Flames Thoughts: Calgary picks up needed 2 points against Oilers

Mike Smith made 28 saves for the shutout and the Calgary Flames defeated the Edmonton Oilers.

Johnny Gaudreau scored the game’s only goal and Mike Smith stopped all 28 Edmonton Oilers shots in the Calgary Flames‘ 1-0 win in the Battle of Alberta at Scotiabank Saddledome in Calgary on Tuesday.


In just his second game since returning to the lineup after missing 13 games with a lower-body injury, Smith nabbed his third shutout of the season and the 36th of his NHL career.

Injured with 1.1 seconds left in the Flames’ 3-2 win in Brooklyn on Feb. 11, Smith looked a little shaky in the first period of Sunday’s game against the Islanders, his first in exactly one month. After getting the rust off in the opening 20 minutes, two-time all-star looked a lot more comfortable and confident in the final 40 minutes of the 5-2 loss and that carried over into Tuesday’s game against the Oilers.

Smith was outstanding in both stopping the puck and playing it. The 35-year-old showed some incredible athleticism in the third period, when on a perfect pass from Connor McDavid, Ryan Nugent-Hopkins one-timed a shot towards what appeared to be an open net. Somehow, Smith stretched out and got his right pad on the puck to keep the Flames in front, making one of the best saves that I’ve seen this season.
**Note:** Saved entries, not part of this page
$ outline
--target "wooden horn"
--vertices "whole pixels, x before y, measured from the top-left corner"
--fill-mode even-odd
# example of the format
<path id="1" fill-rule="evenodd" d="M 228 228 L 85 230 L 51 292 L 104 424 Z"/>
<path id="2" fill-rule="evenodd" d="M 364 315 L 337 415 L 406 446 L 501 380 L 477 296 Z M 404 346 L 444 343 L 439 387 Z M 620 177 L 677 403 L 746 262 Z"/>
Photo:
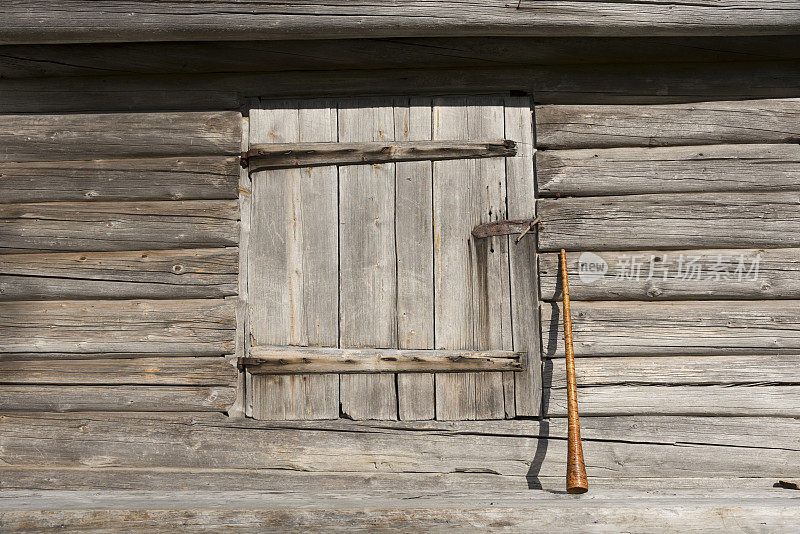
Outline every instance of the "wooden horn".
<path id="1" fill-rule="evenodd" d="M 561 289 L 564 298 L 564 349 L 567 355 L 567 492 L 586 493 L 589 480 L 583 462 L 581 423 L 578 420 L 578 386 L 575 384 L 575 354 L 572 351 L 572 314 L 569 309 L 567 253 L 561 249 Z"/>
While I wouldn’t say Smith stole Tuesday’s game versus the Oilers, he was definitely the Flames’ best player.


For a number of reasons, I called Tuesday’s game against the Oilers a “must-win” for the Flames.

1. In their last two home games, the Flames’ 103 shots and 181 shot attempts led to three goals and no points in 3-1 and 5-2 losses to the Rangers and Islanders, respectively. With just two wins in their last 11 home games, the Flames had to stop the bleeding by finding a way to win at home.
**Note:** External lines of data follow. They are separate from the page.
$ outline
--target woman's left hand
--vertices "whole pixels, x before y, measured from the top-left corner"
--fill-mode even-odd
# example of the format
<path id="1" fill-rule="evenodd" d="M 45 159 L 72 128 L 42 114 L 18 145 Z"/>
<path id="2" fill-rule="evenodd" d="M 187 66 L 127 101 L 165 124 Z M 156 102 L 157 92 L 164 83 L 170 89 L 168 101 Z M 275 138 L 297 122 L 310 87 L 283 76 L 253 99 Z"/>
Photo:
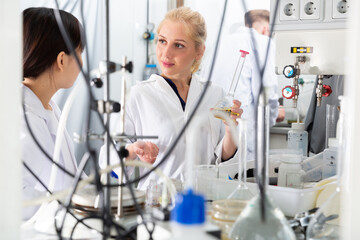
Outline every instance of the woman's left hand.
<path id="1" fill-rule="evenodd" d="M 231 107 L 231 119 L 233 119 L 234 123 L 237 125 L 238 122 L 236 119 L 241 118 L 243 110 L 241 107 L 241 102 L 238 100 L 233 100 L 233 106 Z M 222 160 L 228 160 L 231 156 L 235 154 L 236 151 L 236 144 L 231 137 L 231 131 L 229 125 L 223 121 L 225 124 L 225 136 L 222 146 Z"/>
<path id="2" fill-rule="evenodd" d="M 239 100 L 233 100 L 233 104 L 231 106 L 231 115 L 230 118 L 232 118 L 234 120 L 234 123 L 237 125 L 237 121 L 236 119 L 241 118 L 241 115 L 243 113 L 243 110 L 240 108 L 241 107 L 241 102 Z M 224 121 L 224 124 L 226 126 L 228 126 L 228 124 L 226 123 L 226 121 Z"/>

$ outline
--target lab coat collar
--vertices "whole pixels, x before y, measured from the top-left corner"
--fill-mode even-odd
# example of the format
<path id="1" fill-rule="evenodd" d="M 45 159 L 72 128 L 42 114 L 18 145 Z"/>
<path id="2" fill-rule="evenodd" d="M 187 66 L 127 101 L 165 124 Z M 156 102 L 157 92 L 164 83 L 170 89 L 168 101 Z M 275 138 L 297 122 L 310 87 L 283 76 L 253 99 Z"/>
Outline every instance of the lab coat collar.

2. The Flames had lost seven straight games to the Oilers. While the Battle of Alberta isn’t what it was back in the 1980s and early 1990s, games between Calgary and Edmonton are still special. Losses to the Oilers are a little more bitter while wins are a little more sweet. This could kickstart the Flames.
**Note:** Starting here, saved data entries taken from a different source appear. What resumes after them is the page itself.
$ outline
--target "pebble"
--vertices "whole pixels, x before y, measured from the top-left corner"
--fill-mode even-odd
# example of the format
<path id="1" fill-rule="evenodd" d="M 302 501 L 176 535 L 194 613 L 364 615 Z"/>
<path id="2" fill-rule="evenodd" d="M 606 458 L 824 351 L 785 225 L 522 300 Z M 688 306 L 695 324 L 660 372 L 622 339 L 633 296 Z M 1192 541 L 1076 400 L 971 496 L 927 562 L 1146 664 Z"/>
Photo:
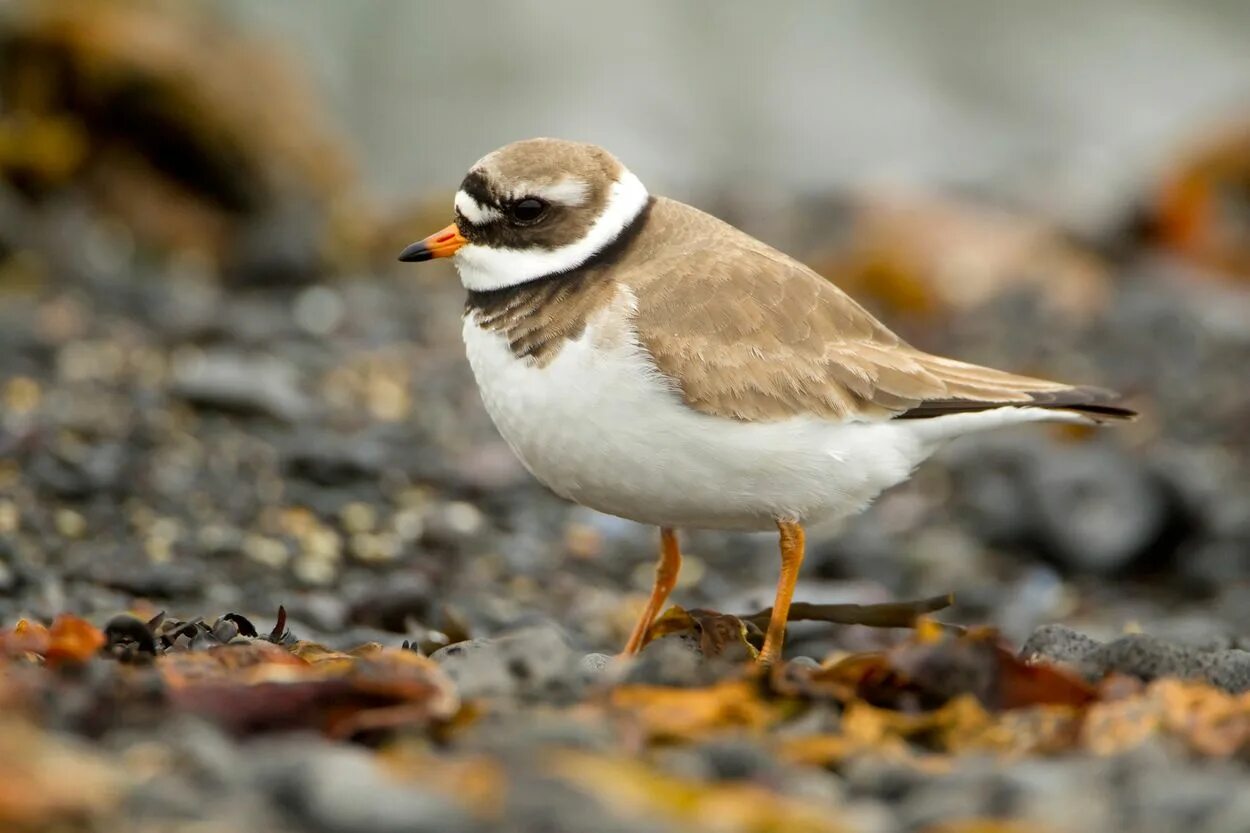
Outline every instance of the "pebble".
<path id="1" fill-rule="evenodd" d="M 282 448 L 286 474 L 319 486 L 376 481 L 386 457 L 385 448 L 377 442 L 323 431 L 298 432 Z"/>
<path id="2" fill-rule="evenodd" d="M 343 323 L 343 298 L 325 286 L 310 286 L 295 297 L 292 315 L 301 330 L 313 336 L 328 336 Z"/>
<path id="3" fill-rule="evenodd" d="M 277 538 L 264 535 L 246 535 L 242 544 L 243 554 L 270 569 L 281 569 L 291 557 L 291 551 Z"/>
<path id="4" fill-rule="evenodd" d="M 493 639 L 471 639 L 431 657 L 456 683 L 462 697 L 544 698 L 579 692 L 581 655 L 554 625 L 531 625 Z"/>
<path id="5" fill-rule="evenodd" d="M 253 749 L 256 777 L 289 821 L 318 833 L 478 829 L 447 796 L 386 776 L 366 750 L 311 742 Z"/>
<path id="6" fill-rule="evenodd" d="M 323 269 L 322 211 L 303 199 L 272 205 L 250 218 L 235 240 L 226 272 L 240 286 L 288 286 L 317 279 Z"/>
<path id="7" fill-rule="evenodd" d="M 624 682 L 693 688 L 731 676 L 736 666 L 704 657 L 697 637 L 676 633 L 648 642 L 625 672 Z"/>
<path id="8" fill-rule="evenodd" d="M 199 595 L 204 576 L 198 563 L 118 565 L 96 576 L 101 584 L 150 599 Z"/>
<path id="9" fill-rule="evenodd" d="M 1169 484 L 1109 441 L 987 437 L 954 465 L 957 502 L 985 541 L 1034 550 L 1070 572 L 1157 567 L 1188 531 Z"/>
<path id="10" fill-rule="evenodd" d="M 432 616 L 434 601 L 433 588 L 421 576 L 396 576 L 357 591 L 347 618 L 357 625 L 407 633 L 411 622 L 424 623 Z"/>
<path id="11" fill-rule="evenodd" d="M 216 350 L 176 361 L 170 390 L 200 408 L 293 422 L 311 403 L 295 368 L 274 356 Z"/>
<path id="12" fill-rule="evenodd" d="M 1075 665 L 1101 645 L 1065 625 L 1042 625 L 1025 640 L 1020 658 L 1025 662 L 1048 660 Z"/>
<path id="13" fill-rule="evenodd" d="M 1102 643 L 1062 625 L 1034 631 L 1020 650 L 1028 662 L 1049 660 L 1075 667 L 1094 681 L 1110 673 L 1144 681 L 1163 677 L 1202 680 L 1225 691 L 1250 691 L 1250 651 L 1178 645 L 1147 634 Z"/>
3. The Flames picked up two much-needed points to stay within striking distance of second and third place in the Pacific Division and the two wild-card spots in the Western Conference. Not only did the Flames help themselves, they got some help on the out-of-town scoreboard from the Montreal Canadiens, who doubled up the Dallas Stars 4-2, and from the Arizona Coyotes, who knocked off the Los Angeles Kings 4-3 in a shootout.

The Oilers seemed to lose Gaudreau, who took a perfect pass from Sean Monahan and waited for Cam Talbot to make a move before backhanding the puck over the goaltender’s right shoulder to give the Flames a 1-0 lead 5:18 into the second period. With the tally, his 22nd of the season, Gaudreau reached the 80-point plateau for the first time in his career and stretched his point streak to five games.


After falling backwards over the back of Mathew Barzal and hitting his head on the boards late in the third period of in Sunday’s setback versus the Islanders, Matthew Tkachuk missed Tuesday’s game against the Oilers. Before the game, Glen Gulutzan said his sophomore star is day to day. Tkachuk wasn’t the only second-year pro out for the Flames on Tuesday.

Mark Jankowski was a healthy scratch versus the Oilers. With Tkachuk and Jankowski out, Sam Bennett was promoted to the second line with Mikael Backlund and Michael Frolik. Nick Shore took Jankowski’s spot on the third line with Troy Brouwer and Garnet Hathaway, and Chris Stewart drew in on the fourth line alongside Matt Stajan and Curtis Lazar. I thought all three lines were effective versus the Oilers.

While I thought Shore, who Brad Treliving acquired from the Senators for a seventh-round pick at the NHL’s trade deadline, played pretty well in his Flames debut on March 2, I thought he was even better in his second game. Shore is a smart, defensively-responsible player who the Flames believe has more to offer offensively.

As for Stewart, after a pair of pretty uninspired performances in his first two games with the Flames on Feb. 27 and 28, I thought he was way more engaged and effective in his return to the lineup on Tuesday, especially in the first 40 minutes.

With two days in between games, the Flames are hoping that Tkachuk and Kris Versteeg, who hasn’t played since Nov. 24 after deciding to have hip surgery, will both be ready to return to the lineup for what I’m calling their biggest game so far this season, a proverbial four-pointer versus the San Jose Sharks, on Friday.

While Tkachuk’s certainly a question mark, I think there is a strong possibility that the two-time Stanley Cup champion Versteeg will play.